This is how easy it is to become a better worker right now.
From always saying yes to business travel opportunities to being honest about your workload, here are eight great ways to become a better professional – right here, right now.
1. Say yes
When new opportunities present themselves in the office, be ready to say yes. Whether it’s work-related training, an offer to lead up a new project, or maybe the chance of some business travel, a good professional should show they’re willing to take on a challenge and try something new.
Take the last of these for example – according to a recent Crowne Plaza® Hotels & Resorts survey, 25% of employees would opt for more travel as part of their job, and with good reason.
It’s not only a chance to open new doors and advance your professional life (over one in three people in the survey believe business trips help them get ahead in their career), but there’s the potential to learn about a new culture – a key skill in an increasingly globalised market place. Finally, business travel creates the chance to enjoy some downtime in a new and exciting environment.
2. Strike the right balance
We’re all familiar with the phrase ‘work/life balance’. Indeed for many of us it’s accompanied by a jaded laugh. After all, on the one hand we’re told that success means being prepared to work all hours, while on the other we know if we don’t meet the needs and obligations of family and friends, we’re likely to damage those relationships.
So think about how you spend downtime when you’re travelling and how to maximise it. Why not explore your new environment (88% of business travellers surveyed do just that), and then continue this trend back home.
Kathy Chalmers, Chief Human Resources Officer for major corporations, has some more suggestions: “There are great things you can do with your family, like exercise or making a healthy meal together, that will also have knock-on benefits for your professional life,” she says. “Also think about hobbies and pastimes that bring you into contact with new people outside your work environment, and that can provide you with a way to step away from the pressures of work.”
3. Make use of business apps
There are some useful apps out there aimed at professional development.

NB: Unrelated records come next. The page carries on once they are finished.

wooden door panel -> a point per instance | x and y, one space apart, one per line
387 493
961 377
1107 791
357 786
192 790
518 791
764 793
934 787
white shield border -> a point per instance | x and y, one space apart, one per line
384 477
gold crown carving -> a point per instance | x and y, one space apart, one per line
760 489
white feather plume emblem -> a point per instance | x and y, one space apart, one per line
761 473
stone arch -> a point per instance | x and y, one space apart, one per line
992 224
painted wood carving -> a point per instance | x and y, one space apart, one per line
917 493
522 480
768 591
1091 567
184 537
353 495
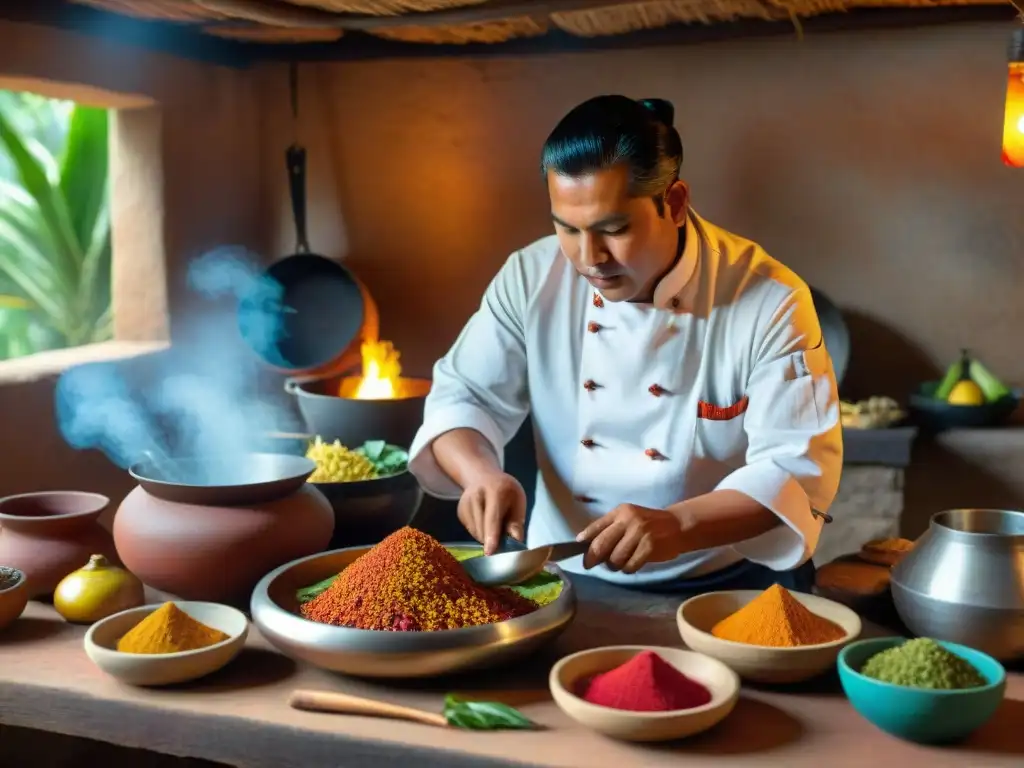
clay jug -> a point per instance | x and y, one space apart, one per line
48 535
218 553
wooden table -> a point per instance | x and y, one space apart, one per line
240 716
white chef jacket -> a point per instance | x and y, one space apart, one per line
722 382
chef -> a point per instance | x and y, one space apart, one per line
684 407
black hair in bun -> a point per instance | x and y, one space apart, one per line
607 130
662 109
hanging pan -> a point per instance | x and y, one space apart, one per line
307 309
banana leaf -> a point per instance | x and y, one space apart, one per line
55 237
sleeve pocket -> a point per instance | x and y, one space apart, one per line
814 361
710 412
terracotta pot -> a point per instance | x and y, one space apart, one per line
48 535
217 553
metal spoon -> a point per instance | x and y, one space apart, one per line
514 567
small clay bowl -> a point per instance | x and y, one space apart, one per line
13 599
697 615
166 669
571 671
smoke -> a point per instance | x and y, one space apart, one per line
204 400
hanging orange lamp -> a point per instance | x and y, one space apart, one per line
1013 122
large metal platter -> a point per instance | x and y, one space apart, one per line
394 654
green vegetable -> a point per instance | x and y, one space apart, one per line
483 716
923 664
306 594
387 460
542 589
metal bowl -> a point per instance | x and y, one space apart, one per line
367 511
963 582
394 654
223 481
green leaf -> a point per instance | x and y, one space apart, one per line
54 227
35 177
483 716
14 302
84 170
374 450
306 594
542 589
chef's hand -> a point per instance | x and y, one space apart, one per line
494 504
630 537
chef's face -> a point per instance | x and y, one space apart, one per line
620 243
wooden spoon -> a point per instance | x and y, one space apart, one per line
343 704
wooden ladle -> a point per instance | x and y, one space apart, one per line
343 704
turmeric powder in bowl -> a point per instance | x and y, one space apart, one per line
777 620
169 630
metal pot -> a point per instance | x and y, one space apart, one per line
964 582
353 422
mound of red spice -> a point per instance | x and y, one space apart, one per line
410 583
645 683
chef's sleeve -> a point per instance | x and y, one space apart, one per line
480 384
795 434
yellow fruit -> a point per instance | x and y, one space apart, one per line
96 591
966 393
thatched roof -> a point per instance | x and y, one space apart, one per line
461 22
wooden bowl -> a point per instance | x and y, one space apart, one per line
166 669
569 672
12 600
697 615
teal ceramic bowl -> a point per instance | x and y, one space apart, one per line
921 715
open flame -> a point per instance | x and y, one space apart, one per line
381 372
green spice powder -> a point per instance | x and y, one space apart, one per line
923 664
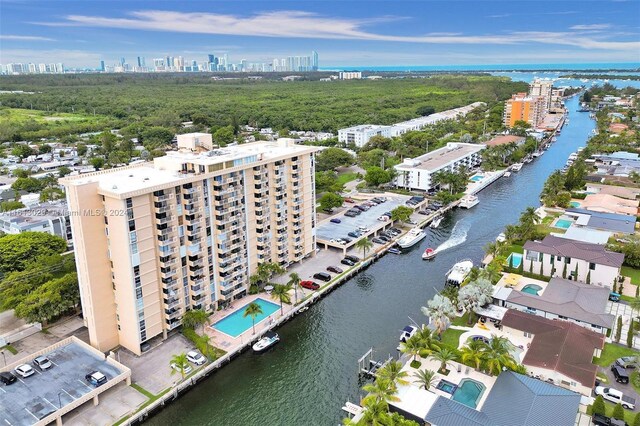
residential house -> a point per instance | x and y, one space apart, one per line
561 257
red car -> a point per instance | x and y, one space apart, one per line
309 285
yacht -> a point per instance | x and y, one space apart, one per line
269 339
428 254
459 272
412 238
469 201
436 222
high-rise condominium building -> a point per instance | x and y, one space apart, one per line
185 232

One great example, especially for people who travel for work, is The Business Culture and Etiquette app. It gives you a comprehensive introduction to the dos and don’ts of the culture you’re visiting, whether it’s how to greet someone or what to expect when it comes to negotiating strategy. If you are staying in the right place with free Wi-Fi, it’s easy to download this free app and get started. And in the long-term, it provides an ideal springboard to learning a new language, which will enhance both your professional and personal life.
4. Be pro-active
Don’t treat what happens at work as if you’re nothing but a passive spectator. True, your boss or line-manager might have a greater impact on the work environment, but you still have the power to influence and shape things too. Be ready to take the initiative when it comes to ideas and projects, or if you think something can be done more effectively or efficiently. For example, if meetings are feeling stale and unproductive, why not suggest holding one out of the office – or, if the budget allows, get everyone together at a hotel for a few days.
5. Be honest and open
It can be tricky to broach a situation at work where you’re struggling with a certain task or project, or where your workload feels too much.
“Find a trusted colleague at work, or someone with the appropriate skill-set outside of work to help,” says Kathy. “Or else talk to HR. It is their job to offer advice and help you in situations like this. Most importantly, don’t bury your head in the sand and pretend it isn’t happening.”
Feel empowered to delegate, if you have the opportunity to do so, and be ready to take a few risks when it comes to new challenges or being outside your comfort zone. At the same time, if you do get it wrong, be upfront about it. This shows courage, honesty and true professionalism, and it will earn you respect among your superiors.
6. Always arrive early
Incredibly simple one, this, but no less important for that. Whether it’s arriving at the office in the morning, or a meeting/conference at home or abroad, arrive a little early (it can be as little as five or ten minutes) in order to make sure you’re properly prepared and ‘in the zone’. This will give you time to go over notes, make some introductions with colleagues or clients who might also be arriving, or just a chance to relax and centre yourself. If you’re staying somewhere away from the office, make the most of the service on offer, whether its getting your devices fully charged, or simply grabbing some downtime over a coffee.
7. Look to where you can improve
We all have aspects of our job we can improve. Take stock of what they might be by writing a list, and think of ways you can immediately do something about them. It might mean doing a bit of extra research or training, or asking for some advice from a colleague, but plugging those knowledge gaps is essential if you want to be professional. And remember, this isn’t a one-time thing; given the dynamic nature of business and technology, it’s important to keep learning and picking up new skills. If you do, you’ll not only feel more confident, but will have a more valuable skill set.
8. Be supportive of colleagues
“Recognise what your colleagues do well and congratulate them for it,” says Kathy. “Not only does it feel good to make other people feel good, it also means those colleagues are more likely to be there for you when you need them.”
Companies want their employees to be competitive, but not to the detriment of the company itself, so while you should pursue your own individual ambitions, remember you’re all on the same team. Having an awards system within the office – one that acknowledges such team contributions – can build up a sense of camaraderie.